In contrast, FISH results from the late-step 1A9-A8 cells, showed the presence of a mixed population. Metaphase spreads from all three cell lines were hybridized with BAC clone RP11-506k6 containing the β-tubulin gene M40, and a centromeric probe for chromosome 6, followed by counterstaining with nucleic acid stain Sytox Blue. The parental 1A9 cells displayed two copies of chromosome 6 as evidenced by the chromosome 6 centromeric probe staining. Both 6 chromosomes displayed staining for the BAC clone indicating two copies of the β-tubulin gene M40. The early-step clone 1A9-A8E presented a similar karyotype as the parental cells, with two copies of chromosome 6 each containing the β-tubulin BAC clone. In the late-step 1A9-A8 cells however, only one chromosome 6 stained for the BAC clone, although both copies of the chromosome 6 were present. In 1A9-A8, the chromosome 6 lost the chromosomal region of 6p25.

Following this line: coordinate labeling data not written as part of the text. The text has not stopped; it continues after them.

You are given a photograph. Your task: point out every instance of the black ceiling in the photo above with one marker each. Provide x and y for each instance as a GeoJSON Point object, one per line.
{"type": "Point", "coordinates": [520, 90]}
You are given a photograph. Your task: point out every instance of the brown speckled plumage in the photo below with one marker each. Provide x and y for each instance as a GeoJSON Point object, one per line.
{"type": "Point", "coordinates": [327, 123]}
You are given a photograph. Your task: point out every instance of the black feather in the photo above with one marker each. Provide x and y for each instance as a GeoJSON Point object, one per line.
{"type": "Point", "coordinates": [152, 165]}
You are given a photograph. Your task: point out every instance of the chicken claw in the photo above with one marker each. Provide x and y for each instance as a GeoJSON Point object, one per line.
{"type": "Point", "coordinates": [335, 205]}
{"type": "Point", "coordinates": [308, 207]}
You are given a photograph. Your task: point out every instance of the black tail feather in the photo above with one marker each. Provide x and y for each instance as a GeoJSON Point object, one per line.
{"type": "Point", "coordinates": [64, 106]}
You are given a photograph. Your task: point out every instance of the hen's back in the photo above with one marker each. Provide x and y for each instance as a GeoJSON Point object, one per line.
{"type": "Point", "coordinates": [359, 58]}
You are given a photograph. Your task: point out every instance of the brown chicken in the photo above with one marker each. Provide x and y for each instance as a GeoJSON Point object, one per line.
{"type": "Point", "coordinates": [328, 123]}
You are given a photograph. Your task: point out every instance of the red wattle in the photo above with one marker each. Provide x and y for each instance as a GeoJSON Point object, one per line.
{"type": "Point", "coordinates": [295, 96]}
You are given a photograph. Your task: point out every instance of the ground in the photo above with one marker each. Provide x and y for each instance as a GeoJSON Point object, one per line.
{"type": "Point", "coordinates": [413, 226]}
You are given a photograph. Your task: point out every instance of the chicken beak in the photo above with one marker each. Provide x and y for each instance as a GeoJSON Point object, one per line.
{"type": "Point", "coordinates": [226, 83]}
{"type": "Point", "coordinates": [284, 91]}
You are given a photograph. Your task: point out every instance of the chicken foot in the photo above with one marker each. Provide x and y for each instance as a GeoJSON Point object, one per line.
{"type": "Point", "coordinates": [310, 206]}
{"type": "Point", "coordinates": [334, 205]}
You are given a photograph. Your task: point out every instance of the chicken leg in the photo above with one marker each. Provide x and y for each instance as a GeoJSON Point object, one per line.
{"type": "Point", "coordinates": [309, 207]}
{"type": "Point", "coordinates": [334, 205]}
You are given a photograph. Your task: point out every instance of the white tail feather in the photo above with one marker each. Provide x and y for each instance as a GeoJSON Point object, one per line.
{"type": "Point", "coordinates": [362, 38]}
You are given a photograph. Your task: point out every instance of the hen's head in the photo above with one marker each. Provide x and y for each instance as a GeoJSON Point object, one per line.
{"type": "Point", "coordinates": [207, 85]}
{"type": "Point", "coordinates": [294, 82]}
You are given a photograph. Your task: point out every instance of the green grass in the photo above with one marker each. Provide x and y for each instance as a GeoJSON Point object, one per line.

In summary, approximately 25% of 1A9-A8 cells displayed a pattern where the BAC probe hybridized to only one copy of chromosome 6, while the second copy of chromosome 6 was devoid of BAC hybridization. In these cells, the LOH event probably involved partial chromosome loss. This result was consistent with the observed loss of heterozygosity for 6p25. The remaining 75% of 1A9-A8 cells exhibited BAC hybridization to both copies of chromosome 6. Based on the LOH analysis showing loss of heterozygosity for 6p25, this result indicated that drug selection of the 1A9-A8 cells lead to the loss of the entire chromosome containing the wt β-tubulin allele followed by duplication of the chromosome containing the mutant β-tubulin allele.

Methods

Cell Lines, Antibodies and Drugs.

The epothilone A resistant cell line, 1A9-A8, was selected from the human ovarian carcinoma 1A9 cells as described by Giannakakou et al. ((2000) Proc. Natl. Acad. Sci. USA 97:2904-2909). The 1A9-A8E clone (expressing both wt and mutant alleles) was an intermediate isolate in the selection process of 1A9-A8 (mutant allele only) cells. These cells were cultured in RPMI 1640 medium (Cellgro, Herndon, Va.) supplemented with 10% fetal bovine serum (Invitrogen, Carlsbad, Calif.) and 1% Penicillin-Streptomycin (Cellgro), and grown as monolayers at 37° C. in a 5% CO2 tissue culture incubator. The mouse monoclonal anti-α-tubulin (DM1α) antibody used is from Sigma Chemical Co. (St. Louis, Mo.). Both epothilones A and B were a generous gift from the laboratory of K. C. Nicolaou (The Scripps Research Institute, La Jolla, Calif.). Paclitaxel (Taxol®) was purchased from Sigma Chemical Co. and vincristine from Eli-Lilly (Indianapolis, Ind.).

Drug Sensitivity Assay.

Cytotoxicity assays using the protein-staining sulforhodamine B (SRB) method were performed in 96-well plates, as described by Giannakakou et al. ((1997) J. Biol. Chem. 272:17118-17125).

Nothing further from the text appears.